The Stirring War Drama Entitled: “Chased By the Enemy; or, Curfew Shall Not Ring This Evening”
Opper, in N. Y. American
Machine Rule and its Termination
BY GEORGE H. SHIBLEY
President of the People’s Sovereignty League and Editor of the Referendum News.
Underneath the existing political and legislative evils in this country there is found a common cause—the rule of the few through machine politics. The powers of sovereignty are exercised by the few. Proof of this is the fact that the evils complained of are banished, or are in process of disappearing, wherever the people have established their sovereignty—have established the right to a direct vote on public questions. This system is the initiative and referendum. It is exercised in combination with representatives, and the system as a whole is termed Guarded Representative Government—the people’s sovereignty is guarded.
This improved system of representative government is an evolutionary product, and being such it will gradually extend throughout the world. A practical question is: How best can its spread be promoted? To arrive at an answer, one must study the methods whereby the improved systems came into being.
We find that the forerunners were third parties and non-partisan organizations. The first declaration by a political party in this country was the Socialist Labor Party in 1889. Next came a declaration by the Knights of Labor in 1891. The same year there appeared “The Referendum in America,” by Ellis Paxton Oberholtzer, Ph.D. The next year J. W. Sullivan published his book, “Direct Legislation.” During the year the National Direct Legislation League was organized. There was also published, during 1892, “Direct Legislation by the People,” by Nathan Cree of Chicago.
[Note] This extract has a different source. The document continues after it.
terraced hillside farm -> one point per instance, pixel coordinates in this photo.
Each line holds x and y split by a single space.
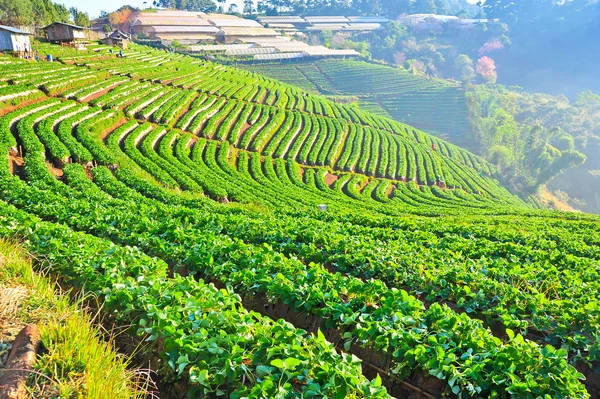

On July 4th of the same year, 1892, the newly organized People’s Party commended “to the favorable consideration of the people and the reform press the legislative system known as the initiative and referendum.” And state conventions of the People’s Party and the allied parties also paid considerable attention to the initiative and referendum. During the Autumn the American Federation of Labor gave its emphatic endorsement to the initiative and referendum by commending “to affiliated bodies the careful consideration of this principle and the inauguration of an agitation for its incorporation into the laws of the respective states.”
The same year the National Grange adopted a resolution recommending to the state and subordinate granges the Swiss legislation method known as the referendum and the initiative.